Now, you can argue — you have argued — that religion, not science, is equipped to answer questions like: Why are we here? What is the meaning of life? Where do we come from? Where are we going?
I must respectfully disagree. Partly because, as is obvious, I think religion is a mistaken idea about how the world works, and any philosophy of life based on it will therefore have a foundation of sand.
But I also think science, and the information about the world and ourselves that science has gathered and continues to gather, can definitely help us answer some or all of these questions. (A few possibilities: We are here because our ancestors’ DNA successfully replicated itself… and in a larger sense, because of the laws of biology and chemistry and physics. We create our own meaning of life. We come from the molecules of the earth and the heat and light of the sun. And that’s pretty much where we’re going, leaving behind whatever work we’ve done in the world and whatever patterns and ideas we’ve created or passed along. Plus, of course, our DNA, if we’ve successfully replicated it.)
And one of the things science (or the philosophy of science, anyway) shows us about understanding life is that a theory that can’t possibly be falsified is useless. If a theory can be twisted around to explain absolutely anything that happens or that might conceivably happen, then it has no predictive power, no ability to help us understand how the world works.
Which brings me back to my point about the circularity of religious thinking. Take another look at Ebon Musing’s observation about theists, in his Theist’s Guide to Converting Atheists: “Ask any believer what would convince him he was mistaken and persuade him to leave his religion and become an atheist, and if you get a response, it will almost invariably be, ‘Nothing — I have faith in my god.’”

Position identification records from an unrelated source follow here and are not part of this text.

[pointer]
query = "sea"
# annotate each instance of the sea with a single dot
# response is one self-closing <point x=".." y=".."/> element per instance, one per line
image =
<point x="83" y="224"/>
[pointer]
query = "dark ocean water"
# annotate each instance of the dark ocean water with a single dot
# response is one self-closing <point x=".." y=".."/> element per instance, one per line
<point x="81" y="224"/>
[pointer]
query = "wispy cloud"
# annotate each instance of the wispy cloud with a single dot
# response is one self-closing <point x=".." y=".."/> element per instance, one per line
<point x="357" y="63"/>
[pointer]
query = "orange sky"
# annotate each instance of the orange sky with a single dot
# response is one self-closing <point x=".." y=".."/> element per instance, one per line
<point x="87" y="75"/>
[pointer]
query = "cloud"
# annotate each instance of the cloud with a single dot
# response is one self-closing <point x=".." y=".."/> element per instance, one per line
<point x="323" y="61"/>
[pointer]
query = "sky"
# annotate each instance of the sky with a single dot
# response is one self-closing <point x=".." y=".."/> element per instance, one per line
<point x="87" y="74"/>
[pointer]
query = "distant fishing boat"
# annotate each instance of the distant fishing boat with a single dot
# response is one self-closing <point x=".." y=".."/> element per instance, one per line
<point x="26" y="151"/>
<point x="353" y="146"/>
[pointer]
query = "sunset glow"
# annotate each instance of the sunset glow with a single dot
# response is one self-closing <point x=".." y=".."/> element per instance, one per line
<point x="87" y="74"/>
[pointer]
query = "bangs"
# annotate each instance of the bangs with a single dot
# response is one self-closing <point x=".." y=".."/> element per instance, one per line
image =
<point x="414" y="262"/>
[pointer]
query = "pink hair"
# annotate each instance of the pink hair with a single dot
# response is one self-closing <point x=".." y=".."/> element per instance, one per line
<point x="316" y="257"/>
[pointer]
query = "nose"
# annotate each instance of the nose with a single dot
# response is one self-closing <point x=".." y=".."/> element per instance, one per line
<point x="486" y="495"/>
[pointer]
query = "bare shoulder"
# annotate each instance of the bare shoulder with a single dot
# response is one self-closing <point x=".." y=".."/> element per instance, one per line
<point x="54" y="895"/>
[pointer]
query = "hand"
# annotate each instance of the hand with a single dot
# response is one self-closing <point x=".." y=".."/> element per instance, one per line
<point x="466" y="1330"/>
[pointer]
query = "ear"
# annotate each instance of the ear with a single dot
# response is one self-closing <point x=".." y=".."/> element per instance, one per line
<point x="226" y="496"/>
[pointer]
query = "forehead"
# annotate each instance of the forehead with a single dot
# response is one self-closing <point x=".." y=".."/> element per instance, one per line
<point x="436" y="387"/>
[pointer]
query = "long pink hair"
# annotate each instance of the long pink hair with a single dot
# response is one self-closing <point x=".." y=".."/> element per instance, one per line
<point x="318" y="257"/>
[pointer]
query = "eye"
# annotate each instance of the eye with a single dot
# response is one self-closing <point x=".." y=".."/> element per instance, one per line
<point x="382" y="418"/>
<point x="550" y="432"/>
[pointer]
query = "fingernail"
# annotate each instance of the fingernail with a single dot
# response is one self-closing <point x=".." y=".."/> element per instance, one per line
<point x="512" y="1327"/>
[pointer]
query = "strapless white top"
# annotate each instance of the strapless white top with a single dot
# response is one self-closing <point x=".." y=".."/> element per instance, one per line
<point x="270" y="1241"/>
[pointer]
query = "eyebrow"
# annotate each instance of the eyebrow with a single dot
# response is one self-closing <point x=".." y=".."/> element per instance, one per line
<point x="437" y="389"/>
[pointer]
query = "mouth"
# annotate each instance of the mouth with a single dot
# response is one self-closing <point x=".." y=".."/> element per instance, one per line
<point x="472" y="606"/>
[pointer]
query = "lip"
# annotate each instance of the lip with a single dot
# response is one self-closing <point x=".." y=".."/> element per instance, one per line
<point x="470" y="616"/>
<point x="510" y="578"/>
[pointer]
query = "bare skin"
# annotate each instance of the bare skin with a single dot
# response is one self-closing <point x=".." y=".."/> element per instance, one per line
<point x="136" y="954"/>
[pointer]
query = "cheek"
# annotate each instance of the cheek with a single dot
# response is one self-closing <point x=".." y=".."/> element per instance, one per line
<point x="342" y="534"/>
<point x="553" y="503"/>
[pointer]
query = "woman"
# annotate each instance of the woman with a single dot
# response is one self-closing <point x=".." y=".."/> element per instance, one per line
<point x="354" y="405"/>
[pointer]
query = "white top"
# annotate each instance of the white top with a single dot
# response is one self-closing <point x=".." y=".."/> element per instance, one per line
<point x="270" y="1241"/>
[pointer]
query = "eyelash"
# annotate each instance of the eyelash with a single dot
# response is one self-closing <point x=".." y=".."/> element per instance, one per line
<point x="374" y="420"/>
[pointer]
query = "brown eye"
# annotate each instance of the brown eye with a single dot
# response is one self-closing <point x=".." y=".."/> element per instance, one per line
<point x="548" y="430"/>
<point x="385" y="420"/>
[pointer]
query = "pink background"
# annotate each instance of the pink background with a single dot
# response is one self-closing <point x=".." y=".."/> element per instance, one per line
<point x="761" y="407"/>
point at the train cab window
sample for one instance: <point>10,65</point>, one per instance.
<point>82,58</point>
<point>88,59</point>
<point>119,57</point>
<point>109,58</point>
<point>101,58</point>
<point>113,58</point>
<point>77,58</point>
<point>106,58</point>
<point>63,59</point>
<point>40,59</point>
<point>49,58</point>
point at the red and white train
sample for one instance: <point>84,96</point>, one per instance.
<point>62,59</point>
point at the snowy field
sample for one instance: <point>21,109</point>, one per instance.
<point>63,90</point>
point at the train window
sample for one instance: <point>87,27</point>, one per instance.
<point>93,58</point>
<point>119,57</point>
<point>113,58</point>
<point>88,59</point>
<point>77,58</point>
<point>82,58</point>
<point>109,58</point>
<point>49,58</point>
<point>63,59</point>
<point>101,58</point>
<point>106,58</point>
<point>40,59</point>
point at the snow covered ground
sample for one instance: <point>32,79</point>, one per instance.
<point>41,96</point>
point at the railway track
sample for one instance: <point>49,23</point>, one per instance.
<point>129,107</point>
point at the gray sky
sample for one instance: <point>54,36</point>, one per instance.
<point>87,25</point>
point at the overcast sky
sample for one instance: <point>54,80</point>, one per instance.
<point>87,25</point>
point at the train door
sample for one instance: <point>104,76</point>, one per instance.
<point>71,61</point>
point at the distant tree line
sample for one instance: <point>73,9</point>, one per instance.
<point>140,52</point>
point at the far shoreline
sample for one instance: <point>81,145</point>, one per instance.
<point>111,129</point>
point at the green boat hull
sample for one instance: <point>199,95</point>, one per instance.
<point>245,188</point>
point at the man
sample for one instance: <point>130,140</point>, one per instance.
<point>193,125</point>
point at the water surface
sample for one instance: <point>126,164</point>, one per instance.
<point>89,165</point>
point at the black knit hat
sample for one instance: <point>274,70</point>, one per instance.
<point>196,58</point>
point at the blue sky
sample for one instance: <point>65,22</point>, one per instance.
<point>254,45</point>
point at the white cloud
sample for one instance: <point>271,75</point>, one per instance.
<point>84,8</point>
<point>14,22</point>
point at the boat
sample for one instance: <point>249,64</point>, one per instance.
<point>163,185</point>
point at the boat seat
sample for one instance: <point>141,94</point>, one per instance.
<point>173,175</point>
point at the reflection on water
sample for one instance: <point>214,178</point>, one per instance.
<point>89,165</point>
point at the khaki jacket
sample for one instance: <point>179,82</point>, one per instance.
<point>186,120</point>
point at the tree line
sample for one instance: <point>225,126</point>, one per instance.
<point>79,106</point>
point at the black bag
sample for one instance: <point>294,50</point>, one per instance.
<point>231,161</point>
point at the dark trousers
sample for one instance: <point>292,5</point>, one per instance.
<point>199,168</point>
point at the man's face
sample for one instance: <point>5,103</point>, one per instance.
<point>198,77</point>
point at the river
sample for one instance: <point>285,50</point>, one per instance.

And ask yourself the question he asks: Is there anything that would convince you that you were mistaken? Is there any possible piece of evidence that could persuade you that God does not exist?
If the answer is “No” — if your answer is, “That’s what faith means, it means believing in God without demanding evidence and no matter what happens” — then you’ve pretty much proven my point. Religious belief is a snake eating its own tail. It’s a self-referential game of Twister. And it doesn’t help us understand or explain anything at all, about ourselves or the world.